Consider the current micro-sensor.  It is a MEMS application that sports a cantilever that is only micrometers long.  This cantilever vibrates at a natural frequency dependent on its material and length.  The tip of the cantilever can be fictionalized to bond with a target molecule.  When that molecule lands on the tip and sticks, it changes the vibration frequency of the cantilever.  This change is detectable, and the entire device forms the modern biological sensor.  It's already been used to find a number of airborne agents like anthrax.

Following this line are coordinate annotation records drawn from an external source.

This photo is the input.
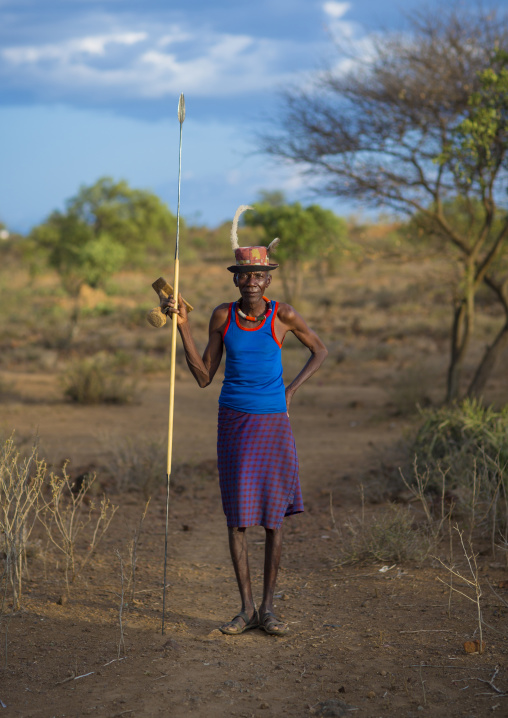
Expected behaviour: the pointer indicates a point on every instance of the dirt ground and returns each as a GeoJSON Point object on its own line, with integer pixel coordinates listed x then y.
{"type": "Point", "coordinates": [363, 641]}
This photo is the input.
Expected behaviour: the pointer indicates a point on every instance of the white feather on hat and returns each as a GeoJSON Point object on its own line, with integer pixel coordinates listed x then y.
{"type": "Point", "coordinates": [234, 226]}
{"type": "Point", "coordinates": [234, 231]}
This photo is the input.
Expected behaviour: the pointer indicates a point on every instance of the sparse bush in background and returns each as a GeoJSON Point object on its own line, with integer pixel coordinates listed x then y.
{"type": "Point", "coordinates": [468, 444]}
{"type": "Point", "coordinates": [137, 465]}
{"type": "Point", "coordinates": [140, 465]}
{"type": "Point", "coordinates": [66, 512]}
{"type": "Point", "coordinates": [98, 381]}
{"type": "Point", "coordinates": [389, 536]}
{"type": "Point", "coordinates": [21, 482]}
{"type": "Point", "coordinates": [410, 389]}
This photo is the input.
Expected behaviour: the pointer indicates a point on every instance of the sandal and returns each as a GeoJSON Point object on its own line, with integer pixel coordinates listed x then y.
{"type": "Point", "coordinates": [235, 630]}
{"type": "Point", "coordinates": [272, 625]}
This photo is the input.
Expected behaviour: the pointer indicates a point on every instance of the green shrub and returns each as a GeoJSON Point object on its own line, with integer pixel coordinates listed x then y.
{"type": "Point", "coordinates": [466, 447]}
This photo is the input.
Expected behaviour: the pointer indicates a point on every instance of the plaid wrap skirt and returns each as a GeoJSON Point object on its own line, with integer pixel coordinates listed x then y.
{"type": "Point", "coordinates": [258, 468]}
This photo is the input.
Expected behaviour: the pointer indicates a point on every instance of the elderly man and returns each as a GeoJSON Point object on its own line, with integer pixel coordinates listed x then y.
{"type": "Point", "coordinates": [258, 465]}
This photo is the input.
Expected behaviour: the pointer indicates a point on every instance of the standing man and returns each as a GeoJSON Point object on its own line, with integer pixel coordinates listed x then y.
{"type": "Point", "coordinates": [257, 461]}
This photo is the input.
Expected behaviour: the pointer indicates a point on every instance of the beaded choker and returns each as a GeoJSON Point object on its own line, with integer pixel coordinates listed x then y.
{"type": "Point", "coordinates": [254, 319]}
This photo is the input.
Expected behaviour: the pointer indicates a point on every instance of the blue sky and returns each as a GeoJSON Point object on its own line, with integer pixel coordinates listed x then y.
{"type": "Point", "coordinates": [90, 88]}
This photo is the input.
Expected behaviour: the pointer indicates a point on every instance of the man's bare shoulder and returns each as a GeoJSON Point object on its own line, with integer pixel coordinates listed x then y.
{"type": "Point", "coordinates": [219, 316]}
{"type": "Point", "coordinates": [221, 309]}
{"type": "Point", "coordinates": [286, 313]}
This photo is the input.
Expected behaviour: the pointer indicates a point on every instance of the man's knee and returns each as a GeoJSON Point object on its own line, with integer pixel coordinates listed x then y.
{"type": "Point", "coordinates": [232, 530]}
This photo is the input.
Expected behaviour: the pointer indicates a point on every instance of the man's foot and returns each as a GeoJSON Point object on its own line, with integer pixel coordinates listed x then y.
{"type": "Point", "coordinates": [240, 623]}
{"type": "Point", "coordinates": [272, 625]}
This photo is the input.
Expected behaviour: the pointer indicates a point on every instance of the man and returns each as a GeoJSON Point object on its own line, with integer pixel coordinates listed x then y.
{"type": "Point", "coordinates": [258, 465]}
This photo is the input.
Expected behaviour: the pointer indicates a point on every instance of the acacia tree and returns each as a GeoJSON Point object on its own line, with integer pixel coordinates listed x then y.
{"type": "Point", "coordinates": [104, 227]}
{"type": "Point", "coordinates": [306, 234]}
{"type": "Point", "coordinates": [374, 134]}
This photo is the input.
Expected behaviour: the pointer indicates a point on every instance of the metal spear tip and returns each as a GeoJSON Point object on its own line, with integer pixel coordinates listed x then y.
{"type": "Point", "coordinates": [181, 109]}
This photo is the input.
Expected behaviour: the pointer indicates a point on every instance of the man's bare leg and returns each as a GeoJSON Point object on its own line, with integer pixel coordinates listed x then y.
{"type": "Point", "coordinates": [240, 558]}
{"type": "Point", "coordinates": [273, 550]}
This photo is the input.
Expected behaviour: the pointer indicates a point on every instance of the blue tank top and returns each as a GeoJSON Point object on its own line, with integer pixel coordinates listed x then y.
{"type": "Point", "coordinates": [253, 377]}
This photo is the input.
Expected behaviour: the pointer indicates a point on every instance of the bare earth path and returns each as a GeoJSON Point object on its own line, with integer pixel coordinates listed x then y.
{"type": "Point", "coordinates": [362, 642]}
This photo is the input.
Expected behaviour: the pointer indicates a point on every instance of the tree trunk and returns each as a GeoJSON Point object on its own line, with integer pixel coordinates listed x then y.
{"type": "Point", "coordinates": [488, 363]}
{"type": "Point", "coordinates": [461, 334]}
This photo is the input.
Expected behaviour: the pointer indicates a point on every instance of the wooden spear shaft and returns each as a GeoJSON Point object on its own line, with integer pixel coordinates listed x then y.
{"type": "Point", "coordinates": [174, 330]}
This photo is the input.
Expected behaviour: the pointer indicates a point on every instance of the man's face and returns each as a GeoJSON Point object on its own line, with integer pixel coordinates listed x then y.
{"type": "Point", "coordinates": [252, 285]}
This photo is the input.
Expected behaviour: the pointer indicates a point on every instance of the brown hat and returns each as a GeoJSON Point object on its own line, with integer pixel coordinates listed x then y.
{"type": "Point", "coordinates": [250, 259]}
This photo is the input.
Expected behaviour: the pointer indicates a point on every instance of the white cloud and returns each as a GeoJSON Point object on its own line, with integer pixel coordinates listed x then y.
{"type": "Point", "coordinates": [67, 50]}
{"type": "Point", "coordinates": [150, 64]}
{"type": "Point", "coordinates": [336, 9]}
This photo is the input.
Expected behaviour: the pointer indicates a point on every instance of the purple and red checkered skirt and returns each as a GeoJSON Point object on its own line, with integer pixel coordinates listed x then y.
{"type": "Point", "coordinates": [258, 468]}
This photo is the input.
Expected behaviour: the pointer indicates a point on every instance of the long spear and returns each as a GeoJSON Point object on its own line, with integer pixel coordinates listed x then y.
{"type": "Point", "coordinates": [174, 318]}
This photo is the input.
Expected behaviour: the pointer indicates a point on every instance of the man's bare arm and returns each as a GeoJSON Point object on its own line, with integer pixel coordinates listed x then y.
{"type": "Point", "coordinates": [204, 368]}
{"type": "Point", "coordinates": [294, 322]}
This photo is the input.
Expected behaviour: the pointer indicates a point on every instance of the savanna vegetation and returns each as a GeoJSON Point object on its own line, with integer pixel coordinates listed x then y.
{"type": "Point", "coordinates": [403, 434]}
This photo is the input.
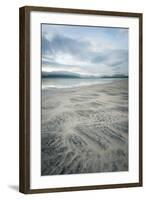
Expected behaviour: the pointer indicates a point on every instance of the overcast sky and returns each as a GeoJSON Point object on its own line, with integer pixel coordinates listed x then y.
{"type": "Point", "coordinates": [85, 50]}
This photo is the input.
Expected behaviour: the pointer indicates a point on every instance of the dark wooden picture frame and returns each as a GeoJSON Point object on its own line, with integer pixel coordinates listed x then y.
{"type": "Point", "coordinates": [24, 135]}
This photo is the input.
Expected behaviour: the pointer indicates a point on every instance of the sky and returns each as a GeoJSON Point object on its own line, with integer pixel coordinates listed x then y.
{"type": "Point", "coordinates": [84, 49]}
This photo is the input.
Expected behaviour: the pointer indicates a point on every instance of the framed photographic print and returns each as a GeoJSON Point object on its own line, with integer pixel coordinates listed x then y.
{"type": "Point", "coordinates": [80, 99]}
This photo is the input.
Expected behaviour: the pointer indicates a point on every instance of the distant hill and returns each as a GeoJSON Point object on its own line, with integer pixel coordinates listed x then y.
{"type": "Point", "coordinates": [66, 74]}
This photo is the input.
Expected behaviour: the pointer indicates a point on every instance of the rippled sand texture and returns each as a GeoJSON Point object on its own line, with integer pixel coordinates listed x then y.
{"type": "Point", "coordinates": [85, 130]}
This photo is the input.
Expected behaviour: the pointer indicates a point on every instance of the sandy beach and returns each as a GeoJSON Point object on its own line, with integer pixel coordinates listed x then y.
{"type": "Point", "coordinates": [85, 129]}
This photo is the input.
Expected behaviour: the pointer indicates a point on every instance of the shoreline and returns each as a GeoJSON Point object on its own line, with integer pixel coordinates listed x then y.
{"type": "Point", "coordinates": [83, 86]}
{"type": "Point", "coordinates": [85, 129]}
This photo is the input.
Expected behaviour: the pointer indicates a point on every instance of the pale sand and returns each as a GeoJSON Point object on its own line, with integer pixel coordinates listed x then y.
{"type": "Point", "coordinates": [85, 130]}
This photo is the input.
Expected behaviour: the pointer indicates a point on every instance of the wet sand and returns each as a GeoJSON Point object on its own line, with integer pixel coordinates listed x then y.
{"type": "Point", "coordinates": [85, 129]}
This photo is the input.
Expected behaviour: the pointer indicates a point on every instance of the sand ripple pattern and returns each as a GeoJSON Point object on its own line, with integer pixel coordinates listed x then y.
{"type": "Point", "coordinates": [85, 130]}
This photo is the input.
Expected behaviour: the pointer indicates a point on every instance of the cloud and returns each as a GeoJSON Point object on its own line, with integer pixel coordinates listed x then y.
{"type": "Point", "coordinates": [62, 51]}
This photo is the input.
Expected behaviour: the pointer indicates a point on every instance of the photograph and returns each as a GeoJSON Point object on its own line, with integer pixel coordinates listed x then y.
{"type": "Point", "coordinates": [80, 99]}
{"type": "Point", "coordinates": [84, 99]}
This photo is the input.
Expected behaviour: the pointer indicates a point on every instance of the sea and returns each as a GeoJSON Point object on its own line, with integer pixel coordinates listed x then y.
{"type": "Point", "coordinates": [75, 82]}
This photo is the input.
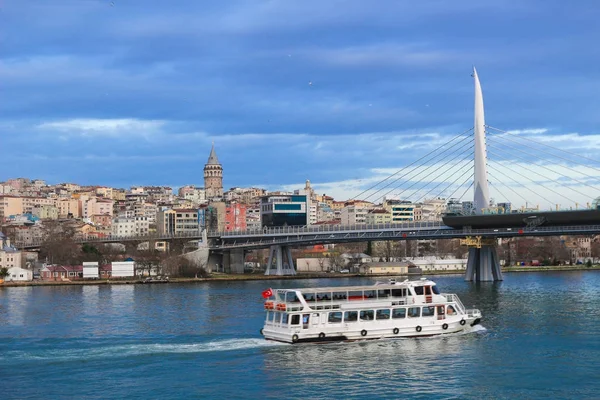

The micro-sensor idea serves as a good example because it could easily be transposed to a nanoscale version with even greater accuracy.  With smaller cantilever sizes, even the smallest molecules could be detected with ease.  Furthermore, all of the foundry work related to MEMS applications also finds use in NEOMS applications (they're not exactly the same though).

Though right now, MEMS is more advanced than the state of NEOMS, one day we'll begin to see a wide array of funky new devices that take advantage of tiny mechanical parts that are only nanometers in length.